What does Ukraine say?
The Chief Prosecutor of Ukraine Andriy Kostin welcomed the ICC’s announcement.
“The world has received a signal that the Russian regime is criminal and its leadership and supporters will be held accountable,” he said. “This is a historic decision for Ukraine and the entire system of international law.
Does the ICC have jurisdiction in Ukraine?
ICC President Piotr Hofmanski told Al Jazeera it was “totally irrelevant” that Russia had not ratified the Rome Statute.
“Under the ICC’s statute, which includes 123 countries, two-thirds of the entire international community, the court has jurisdiction over crimes committed on the territory of a state party or a country that has accepted its jurisdiction,” he said. “Ukraine has accepted the ICC twice – in 2014 and then in 2015.”
Hofmansky said 43 countries have taken “the situation in Ukraine to the court, which means they have officially triggered our jurisdiction.”
“The court has jurisdiction over crimes committed against anyone on the territory of Ukraine from November 2013 onwards, regardless of the nationality of the alleged perpetrators,” Hofmansky said.
How likely is Putin to end up at the ICC?
The arrest warrants theoretically mark the first step toward a possible trial — although under current conditions, the capture and indictment of Russia’s president is almost unthinkable.

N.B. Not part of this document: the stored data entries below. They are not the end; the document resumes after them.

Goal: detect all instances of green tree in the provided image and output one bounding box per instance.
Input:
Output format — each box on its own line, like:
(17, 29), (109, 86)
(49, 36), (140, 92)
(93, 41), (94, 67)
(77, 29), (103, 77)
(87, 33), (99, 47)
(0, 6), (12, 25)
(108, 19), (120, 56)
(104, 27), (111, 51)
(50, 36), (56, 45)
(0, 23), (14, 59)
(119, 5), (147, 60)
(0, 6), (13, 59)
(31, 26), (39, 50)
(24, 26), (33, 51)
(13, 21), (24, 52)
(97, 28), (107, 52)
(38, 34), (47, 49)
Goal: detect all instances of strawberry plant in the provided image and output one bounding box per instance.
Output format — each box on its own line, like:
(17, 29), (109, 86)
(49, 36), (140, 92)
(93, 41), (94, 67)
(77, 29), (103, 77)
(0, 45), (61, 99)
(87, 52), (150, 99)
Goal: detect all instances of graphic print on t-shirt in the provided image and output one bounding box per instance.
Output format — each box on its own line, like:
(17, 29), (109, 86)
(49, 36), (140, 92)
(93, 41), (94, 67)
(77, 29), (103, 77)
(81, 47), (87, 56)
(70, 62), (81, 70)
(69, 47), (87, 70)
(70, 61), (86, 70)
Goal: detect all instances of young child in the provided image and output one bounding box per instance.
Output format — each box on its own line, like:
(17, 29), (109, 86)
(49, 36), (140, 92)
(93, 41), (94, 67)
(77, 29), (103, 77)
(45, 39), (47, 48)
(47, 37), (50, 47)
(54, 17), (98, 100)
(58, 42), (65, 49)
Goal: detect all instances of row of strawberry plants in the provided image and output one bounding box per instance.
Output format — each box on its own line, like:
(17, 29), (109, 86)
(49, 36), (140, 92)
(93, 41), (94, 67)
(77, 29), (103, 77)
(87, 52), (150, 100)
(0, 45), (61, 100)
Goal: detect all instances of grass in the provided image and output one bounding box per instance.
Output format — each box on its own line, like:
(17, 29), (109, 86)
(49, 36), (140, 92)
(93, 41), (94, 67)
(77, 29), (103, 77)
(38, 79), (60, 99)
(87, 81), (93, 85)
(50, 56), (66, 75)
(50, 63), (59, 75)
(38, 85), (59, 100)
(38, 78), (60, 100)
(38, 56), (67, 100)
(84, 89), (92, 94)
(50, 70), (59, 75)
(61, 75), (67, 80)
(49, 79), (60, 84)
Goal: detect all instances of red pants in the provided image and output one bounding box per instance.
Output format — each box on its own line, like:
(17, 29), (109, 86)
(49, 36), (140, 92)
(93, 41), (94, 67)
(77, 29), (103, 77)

Even if that happens, previous ICC cases have shown that it is difficult to convict the highest-ranking officials. In more than 20 years, the court has handed down only five convictions for major crimes, and none was for a senior official.
But ICC investigations against international figures are not the only option. War crimes can also be prosecuted in Ukraine’s own courts, and a growing number of countries are conducting their own investigations.
There are also plans to create a new tribunal to prosecute the Russian invasion as a crime of aggression. The ICC cannot bring such a charge due to legal restrictions.